Title: Count on Me
Characters: Kirk, Spock
Rating: K
Word Count: 323 (too lazy to cut it down, yes)
Warning/Spoilers: Immediately pre-Enterprise Incident. Spoilers for that episode.


Kirk finally whirls from his restless pacing, face twisted into that particular expression that indicates unhappy obedience to a distasteful duty, and tightly folds his arms in an unconscious gesture of self-defense.

"You do understand what you're getting into, Commander?" The usage of his title and not his name, as is the human's wont when they are alone, betrays more than anything else the tense state the man's nerves are in. "If we fail, the Federation will disavow any knowledge of our actions, we'll go down in history as traitors, and most likely we'll be dead."

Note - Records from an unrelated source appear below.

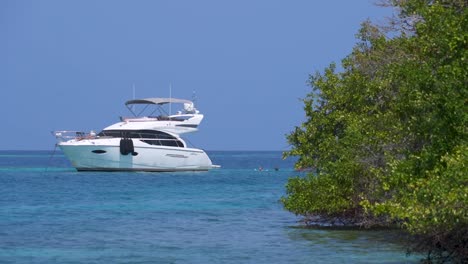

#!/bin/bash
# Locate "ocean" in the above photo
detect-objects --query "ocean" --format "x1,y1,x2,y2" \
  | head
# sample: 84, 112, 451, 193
0, 151, 419, 263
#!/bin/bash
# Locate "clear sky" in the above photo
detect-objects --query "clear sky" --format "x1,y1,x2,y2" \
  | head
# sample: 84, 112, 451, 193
1, 0, 392, 151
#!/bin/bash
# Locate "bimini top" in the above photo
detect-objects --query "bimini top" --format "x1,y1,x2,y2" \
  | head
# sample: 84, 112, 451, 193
125, 98, 193, 106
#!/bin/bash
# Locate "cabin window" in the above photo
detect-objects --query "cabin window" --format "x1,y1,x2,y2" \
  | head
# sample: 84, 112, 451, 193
98, 130, 175, 140
142, 139, 184, 148
141, 140, 161, 146
161, 140, 184, 147
98, 130, 184, 147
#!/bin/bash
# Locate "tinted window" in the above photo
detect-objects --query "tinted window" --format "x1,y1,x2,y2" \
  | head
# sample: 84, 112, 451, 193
141, 140, 161, 146
142, 139, 184, 148
98, 130, 175, 140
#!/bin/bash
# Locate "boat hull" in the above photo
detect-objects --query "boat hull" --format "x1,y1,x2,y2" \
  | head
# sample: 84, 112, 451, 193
58, 139, 213, 172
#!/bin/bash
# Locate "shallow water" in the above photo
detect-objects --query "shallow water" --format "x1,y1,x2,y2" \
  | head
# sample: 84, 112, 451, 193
0, 151, 419, 263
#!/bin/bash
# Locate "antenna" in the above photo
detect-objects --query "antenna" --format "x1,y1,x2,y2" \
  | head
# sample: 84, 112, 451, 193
169, 83, 172, 117
131, 84, 136, 112
192, 90, 197, 107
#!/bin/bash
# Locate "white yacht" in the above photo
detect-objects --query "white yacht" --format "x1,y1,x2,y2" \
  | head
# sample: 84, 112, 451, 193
53, 97, 214, 172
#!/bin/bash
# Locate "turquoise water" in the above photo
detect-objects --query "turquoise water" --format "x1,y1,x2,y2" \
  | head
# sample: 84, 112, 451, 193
0, 151, 419, 263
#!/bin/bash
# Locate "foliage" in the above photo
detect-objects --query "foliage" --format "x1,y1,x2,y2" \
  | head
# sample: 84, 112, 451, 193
282, 0, 467, 262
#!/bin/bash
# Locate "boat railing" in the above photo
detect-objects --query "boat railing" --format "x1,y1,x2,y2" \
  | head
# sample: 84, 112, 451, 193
52, 130, 97, 142
53, 130, 185, 147
120, 114, 194, 122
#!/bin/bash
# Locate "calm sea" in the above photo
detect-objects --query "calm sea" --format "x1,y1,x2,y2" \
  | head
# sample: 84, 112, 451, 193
0, 151, 419, 263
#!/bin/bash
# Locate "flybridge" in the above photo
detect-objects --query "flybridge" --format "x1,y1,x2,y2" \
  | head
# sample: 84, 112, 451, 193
105, 97, 205, 136
124, 97, 199, 118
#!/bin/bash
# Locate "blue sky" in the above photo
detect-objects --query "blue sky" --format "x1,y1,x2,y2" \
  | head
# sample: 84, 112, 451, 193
1, 0, 392, 150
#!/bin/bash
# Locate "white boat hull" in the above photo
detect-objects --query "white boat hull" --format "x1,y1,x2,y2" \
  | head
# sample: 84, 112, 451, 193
58, 139, 213, 172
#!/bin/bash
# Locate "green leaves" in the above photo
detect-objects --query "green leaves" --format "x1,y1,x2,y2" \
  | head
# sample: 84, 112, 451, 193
283, 0, 467, 261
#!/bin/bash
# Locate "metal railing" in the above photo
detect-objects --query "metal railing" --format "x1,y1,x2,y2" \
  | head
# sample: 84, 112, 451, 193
52, 130, 97, 142
52, 130, 185, 147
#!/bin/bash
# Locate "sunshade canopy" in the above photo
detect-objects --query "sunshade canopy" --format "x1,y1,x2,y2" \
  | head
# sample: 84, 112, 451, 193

He is silent, for no answer is sufficient at the moment.

"And if we succeed," and Kirk snorts a mirthless laugh, "we'll probably be either dead or close to it, we'll have compromised any moral code we possess, and we'll never get recognition for our sacrifices. Is that something you're really willing to do, Mr. Spock? Risk the ship and your position aboard her, your very life even, over this idiocy of a covert mission for a Federation that doesn't even begin to grasp the risks involved?"

"If I decline," he answers slowly, gently, for he can sense the solitary pain the human is radiating (and yet the captain is unselfishly promising to find some way to allow him to refuse the mission they have been given so ruthlessly), "…if I decline, you will perform it alone, will you not?"

Kirk looks away, ashamed. "I have no choice," he snarls bitterly.

He intentionally steps into the human's personal space. "Then I believe my response is, as you humans would put it…count me in."

Kirk has not retreated from his supportive advance, which is an improvement over the last hour's argument, and now looks at him in a mixture of fond sadness, eyes soft.

"No, Mr. Spock," the captain responds after a moment, his features finally relaxing into a half-smile. "The correct phrase is 'you can count on me'."